Statisticamente, 1 °C in più rispetto al necessario aumenta fino al 7% il consumo di energia. Risparmi variabili tra il 10% ed il 30% (casi peggiori) si possono ottenere adottando uno o più termostati ambiente, con valvole termostatiche applicate ad ogni radiatore e pilotate dal termostato stesso con un sistema senza fili (wireless) e quindi con costi di installazione bassissimi. In aggiunta alla termoregolazione è necessario prevedere un sistema di contabilizzazione del calore, in modo tale che ogni singola unità abitativa possa monitorare i propri consumi. Il costo per ottenere ciò può variare tra € 100 e € 200 per corpo scaldante con un ritorno dell’investimento stimabile in 3 anni.

 

 

Generazione di calore e freddo in pompa di calore con scambio geotermico

 

 

L’energia sotto forma di calore preveniente dalla Terra è sicuramente una delle poche risorse eco-compatibili al 100% e fruibile da tutti, sempre e ovunque presente. Il calore presente nel terreno può essere utilizzato efficacemente da una pompa di calore, tramite scambio con acqua di falda, sonda geotermica ad acqua o liquido/gas refrigerante.

 

Le sonde geotermiche di uso attuale possono essere di tre tipi:

  • A sviluppo orizzonatale: una serpentina viene interrata a circa 2 mt di profondità nel terreno ed esegue un percorso tipo a spirale. Per ottenere dei buoni rendimenti abbiamo bisogno di una superficie a terreno circa il doppio della superficie da climatizzare. È possibile utilizzare anche il raffrescamento passivo.
  • A sviluppo verticale: si effettuato trivellazioni di circa 100-150 mt di profondità e si inseriscono 4 tubi (2 di mandata e 2 di ritorno). La potenza che è possible estrarre è circa 50W/m. È possibile utilizzare anche il raffrescamento passivo.
  • Moduli di scambio geotermico compatto: in una trincea larga circa 50 cm e profonda 2,3 mt, vengono inseriti moduli compatti della dimensione di 1,8mt x 2mt, collegabili in serie e in parallelo, al fine di ottenere la potenza desiderata. La potenza media estraibile è circa 450W/mt calcolata sullo sviluppo lineare. È sicuramente la soluzione con il rapporto Costo/Rendimento migliore. Non è possibile utilizzare il raffrescamento passivo.

 

Impianti di cogenerazione e trigenerazione ad alta efficienza

 

Con il temine Cogenerazione si intende la produzione contemporanea di energia elettrica (e/o meccanica) e termica attraverso un unico processo di generazione.

 

 

L’ottimizzazione energetica in unico processo di generazione consente vantaggi rilevanti rispetto alla generazione delle stesse quantità di energia prodotte con processi separati. Questo vantaggio risulta evidente dal semplice confronto riportato nelle due figure qui sopra, in cui, a fronte di uguali quantitativi energetici da rendere disponibili presso le utenze termica ed elettrica, il sistema cogenerativo utilizza un quantitativo di combustibile inferiore (in molti casi anche in modo marcato) rispetto al quantitativo complessivo necessario per la generazione separata. Entropia Zero è in grado di effettuare studi di fattibilità tecnici-economici per consigliare il miglior sistema Cogenerativo in termini di qualità e ritorno economico e successivamente di realizzare l’intervento “chiavi in mano”.

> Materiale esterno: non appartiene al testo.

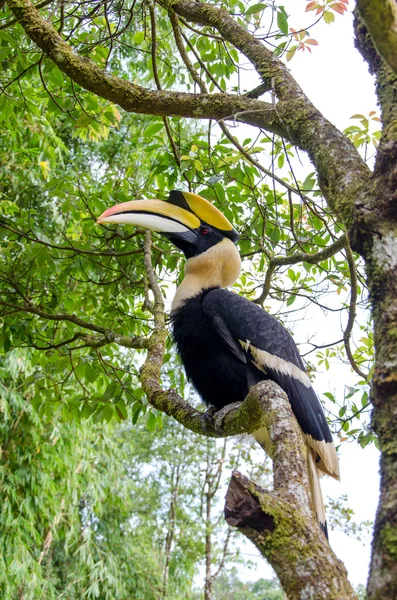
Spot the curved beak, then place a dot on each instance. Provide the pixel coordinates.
(155, 215)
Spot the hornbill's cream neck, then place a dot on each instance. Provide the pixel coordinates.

Nella Cogenerazione, il calore prodotto dalle macchine per la generazione elettrica è recuperato, sotto forma di acqua calda o vapore o altro, e utilizzato sia come calore di processo (per processi industriali quali ad esempio l’essicazione e il riscaldamento) sia per la climatizzazione ambientale e la produzione di ACS. Ulteriori cascami termici o esuberi di produzione termica possono essere utilizzati in macchine frigorifere ad assorbimento, per la produzione del freddo o in unità di trattamento dell’aria. La produzione del freddo si può ottenere anche con sistemi frigoriferi a compressione, alimentati con l’elettricità prodotta dal sistema cogenerativo. Se si ha produzione contemporanea anche di freddo si parla di Trigenerazione.